The shift to new health coverage happened to Gobara while her twins, Amir and Bryson, were on breathing tubes and needed multiple brain surgeries and she required urgent gallbladder surgery.
“I was supposed to have my gallbladder taken out in one week, but with this new plan I needed a referral for that surgery, but I no longer could see my primary care doctor because she wasn’t under that plan that they put me under,” she said.
Seized with gallbladder pain, Gobara spent days sorting out what had happened to her postpartum Medicaid coverage.
“It felt like the system was set up so I would give up,” Gobara said. “And, honestly, if it was not for my mother sitting next to me and helping me go through step by step by step, I probably would have given up.”
New mothers shouldn’t be shuttled from plan to plan or uninsured when they are dealing with their own health and their newborns, said Camille Richoux, health policy director for Arkansas Advocates for Children & Families, a nonprofit advocacy and policy group. Richoux is part of the governor’s maternal health initiative, a committee tasked with developing recommendations to improve maternal health and increase access to maternal health services.
Richoux said the switch to a new health plan can disrupt the continuity of care when health care is vital. “Especially when so many pregnancy-related deaths occur after that 60-days-postpartum coverage,” she said.

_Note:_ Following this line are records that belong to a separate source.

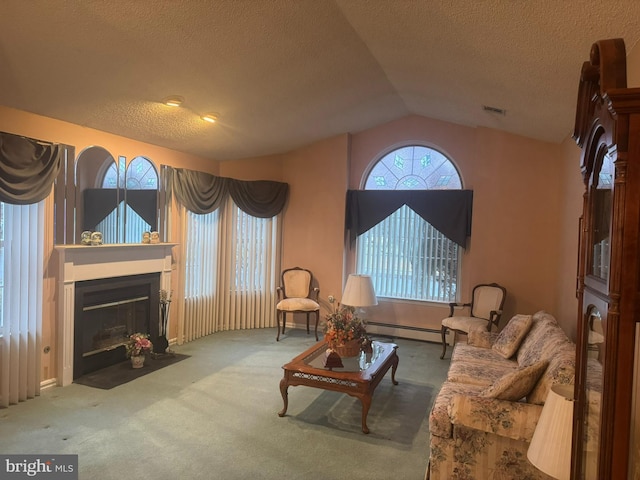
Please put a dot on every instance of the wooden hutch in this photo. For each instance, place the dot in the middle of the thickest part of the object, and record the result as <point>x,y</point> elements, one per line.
<point>607,129</point>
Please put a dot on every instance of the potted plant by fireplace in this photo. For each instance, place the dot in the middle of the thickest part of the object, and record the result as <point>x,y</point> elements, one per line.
<point>137,347</point>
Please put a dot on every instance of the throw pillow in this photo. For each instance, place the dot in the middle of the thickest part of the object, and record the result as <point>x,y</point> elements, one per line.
<point>517,384</point>
<point>512,334</point>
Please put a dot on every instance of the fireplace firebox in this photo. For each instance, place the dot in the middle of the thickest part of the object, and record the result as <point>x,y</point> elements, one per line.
<point>107,311</point>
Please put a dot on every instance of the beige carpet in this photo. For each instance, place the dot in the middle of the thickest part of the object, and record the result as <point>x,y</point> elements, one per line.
<point>214,416</point>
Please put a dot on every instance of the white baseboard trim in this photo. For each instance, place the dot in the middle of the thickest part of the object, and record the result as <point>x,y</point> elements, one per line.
<point>413,333</point>
<point>51,382</point>
<point>396,331</point>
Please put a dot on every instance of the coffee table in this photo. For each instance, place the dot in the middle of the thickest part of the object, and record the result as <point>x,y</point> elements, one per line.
<point>358,377</point>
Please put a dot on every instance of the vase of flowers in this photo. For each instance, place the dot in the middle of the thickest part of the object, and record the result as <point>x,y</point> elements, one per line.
<point>137,347</point>
<point>344,332</point>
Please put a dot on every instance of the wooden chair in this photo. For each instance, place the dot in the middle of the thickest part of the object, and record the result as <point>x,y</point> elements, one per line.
<point>296,295</point>
<point>485,310</point>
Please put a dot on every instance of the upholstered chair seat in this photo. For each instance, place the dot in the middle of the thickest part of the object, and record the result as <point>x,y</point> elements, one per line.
<point>485,310</point>
<point>297,295</point>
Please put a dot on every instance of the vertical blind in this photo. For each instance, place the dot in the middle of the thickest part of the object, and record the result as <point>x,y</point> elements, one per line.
<point>22,251</point>
<point>408,258</point>
<point>230,271</point>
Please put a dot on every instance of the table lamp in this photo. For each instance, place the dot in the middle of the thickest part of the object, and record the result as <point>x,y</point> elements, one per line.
<point>550,448</point>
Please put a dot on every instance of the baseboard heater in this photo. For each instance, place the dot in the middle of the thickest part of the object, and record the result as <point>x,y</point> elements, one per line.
<point>407,331</point>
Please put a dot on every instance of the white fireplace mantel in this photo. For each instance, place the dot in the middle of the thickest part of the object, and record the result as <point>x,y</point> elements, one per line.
<point>78,263</point>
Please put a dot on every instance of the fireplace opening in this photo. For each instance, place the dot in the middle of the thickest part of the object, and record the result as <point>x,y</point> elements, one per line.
<point>107,311</point>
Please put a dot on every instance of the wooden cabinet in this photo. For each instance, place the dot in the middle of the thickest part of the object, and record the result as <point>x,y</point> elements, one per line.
<point>608,131</point>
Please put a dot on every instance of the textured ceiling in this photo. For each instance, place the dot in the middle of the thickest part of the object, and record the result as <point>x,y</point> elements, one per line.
<point>285,73</point>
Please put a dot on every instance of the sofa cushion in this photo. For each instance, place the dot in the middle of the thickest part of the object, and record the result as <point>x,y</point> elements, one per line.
<point>481,338</point>
<point>439,421</point>
<point>544,338</point>
<point>561,370</point>
<point>477,366</point>
<point>517,384</point>
<point>512,334</point>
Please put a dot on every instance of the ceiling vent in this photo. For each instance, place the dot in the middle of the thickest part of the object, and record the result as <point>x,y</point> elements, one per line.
<point>496,110</point>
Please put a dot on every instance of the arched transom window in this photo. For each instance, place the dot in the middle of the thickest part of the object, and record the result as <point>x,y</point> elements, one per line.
<point>406,257</point>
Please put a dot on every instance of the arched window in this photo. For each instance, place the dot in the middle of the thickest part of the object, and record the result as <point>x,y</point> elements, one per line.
<point>139,175</point>
<point>406,257</point>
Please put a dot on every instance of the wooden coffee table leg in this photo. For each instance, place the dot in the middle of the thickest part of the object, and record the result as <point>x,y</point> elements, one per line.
<point>366,403</point>
<point>393,369</point>
<point>284,387</point>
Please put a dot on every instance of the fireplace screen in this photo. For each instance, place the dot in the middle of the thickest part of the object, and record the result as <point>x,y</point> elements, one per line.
<point>107,326</point>
<point>107,311</point>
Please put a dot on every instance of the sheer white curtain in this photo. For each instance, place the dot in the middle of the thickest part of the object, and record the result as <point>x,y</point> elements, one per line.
<point>21,255</point>
<point>231,265</point>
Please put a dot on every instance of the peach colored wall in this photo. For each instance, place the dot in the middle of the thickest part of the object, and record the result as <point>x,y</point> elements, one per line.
<point>42,128</point>
<point>516,186</point>
<point>522,233</point>
<point>51,130</point>
<point>570,209</point>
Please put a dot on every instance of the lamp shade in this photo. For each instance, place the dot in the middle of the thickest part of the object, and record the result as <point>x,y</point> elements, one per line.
<point>359,292</point>
<point>550,448</point>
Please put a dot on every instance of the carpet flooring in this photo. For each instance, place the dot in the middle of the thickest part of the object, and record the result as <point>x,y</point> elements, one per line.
<point>121,373</point>
<point>214,415</point>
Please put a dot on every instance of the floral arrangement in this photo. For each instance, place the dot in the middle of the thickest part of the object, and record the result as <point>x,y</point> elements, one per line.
<point>138,344</point>
<point>342,326</point>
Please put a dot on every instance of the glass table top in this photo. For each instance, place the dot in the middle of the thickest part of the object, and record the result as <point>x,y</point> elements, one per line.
<point>350,364</point>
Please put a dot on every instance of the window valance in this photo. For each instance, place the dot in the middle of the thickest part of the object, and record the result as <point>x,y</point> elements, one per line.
<point>27,169</point>
<point>100,202</point>
<point>203,193</point>
<point>449,211</point>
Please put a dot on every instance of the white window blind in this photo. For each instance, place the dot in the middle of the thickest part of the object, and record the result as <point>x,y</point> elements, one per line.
<point>21,254</point>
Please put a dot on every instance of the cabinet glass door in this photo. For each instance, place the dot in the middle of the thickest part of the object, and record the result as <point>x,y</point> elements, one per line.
<point>601,216</point>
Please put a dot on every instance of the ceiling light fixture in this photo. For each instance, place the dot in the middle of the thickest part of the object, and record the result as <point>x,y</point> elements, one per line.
<point>210,117</point>
<point>173,101</point>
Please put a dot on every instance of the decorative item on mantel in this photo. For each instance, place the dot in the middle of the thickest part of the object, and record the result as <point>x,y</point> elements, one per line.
<point>96,238</point>
<point>162,343</point>
<point>137,347</point>
<point>85,238</point>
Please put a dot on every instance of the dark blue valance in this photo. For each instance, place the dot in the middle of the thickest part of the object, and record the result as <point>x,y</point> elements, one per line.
<point>449,211</point>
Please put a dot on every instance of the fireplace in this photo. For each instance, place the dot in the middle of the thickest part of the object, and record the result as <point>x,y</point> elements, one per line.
<point>107,278</point>
<point>107,311</point>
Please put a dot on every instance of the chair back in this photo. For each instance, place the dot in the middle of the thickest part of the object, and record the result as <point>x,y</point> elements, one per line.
<point>296,282</point>
<point>487,298</point>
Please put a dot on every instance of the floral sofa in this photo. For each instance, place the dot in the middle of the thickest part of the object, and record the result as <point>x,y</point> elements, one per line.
<point>483,419</point>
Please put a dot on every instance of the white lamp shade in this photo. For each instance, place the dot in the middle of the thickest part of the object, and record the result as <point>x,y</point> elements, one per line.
<point>550,448</point>
<point>359,292</point>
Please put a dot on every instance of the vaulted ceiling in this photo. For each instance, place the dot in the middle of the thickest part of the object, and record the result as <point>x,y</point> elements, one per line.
<point>281,74</point>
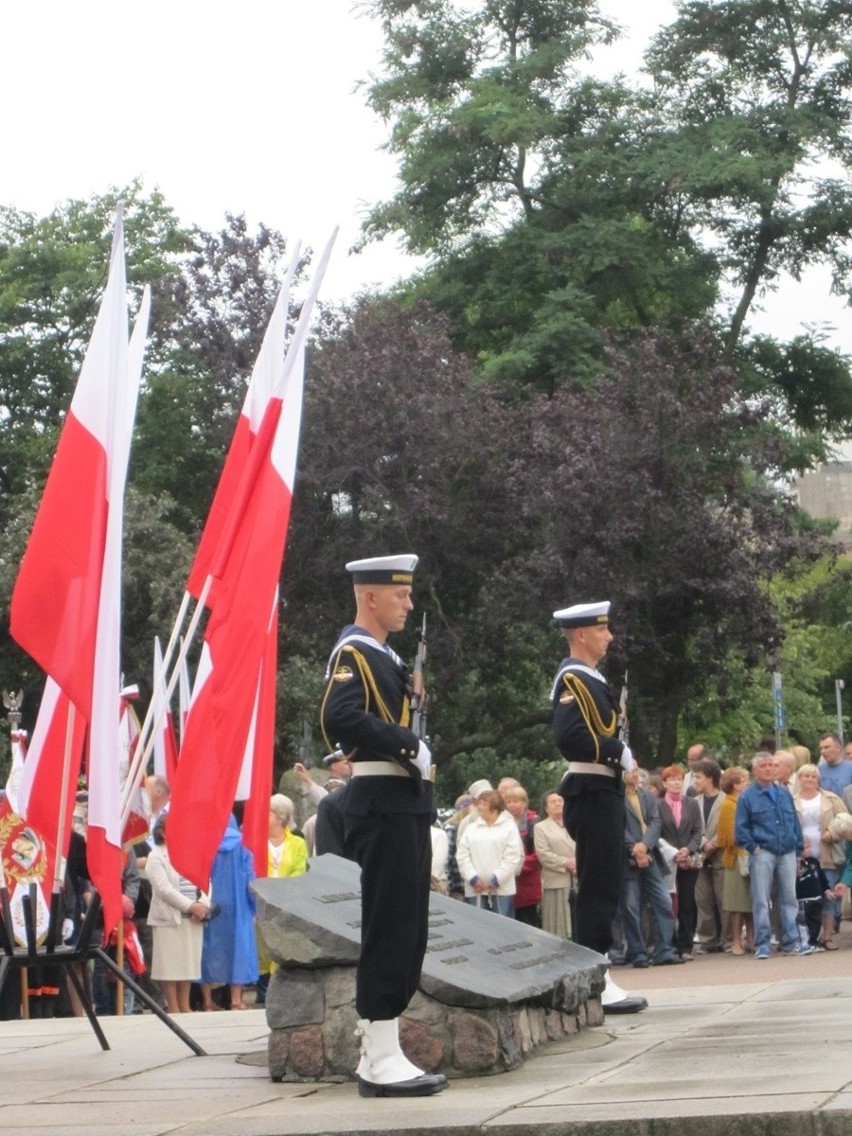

The committees tasked with making recommendations to Huckabee Sanders have been meeting this summer and recently prepared draft recommendations.
But missing from the list is an expansion of postpartum Medicaid coverage, despite widespread agreement by health organizations and the state’s Maternal Mortality Review Committee that doing so would reduce pregnancy-related deaths.
One of the tasks of the maternal health initiative is “making sure Medicaid does a better job of educating women postpartum on their health insurance options that already exist today, to ensure they get enrolled and have the coverage they need,” said Alexa Henning, communications director for Huckabee Sanders in an emailed statement last month.
“The data indicates that most women have continuous coverage, they just need to access it,” Henning said. “But if we identify gaps, the governor is open to all options to help moms and babies.”
The final recommendations are expected to be released this month.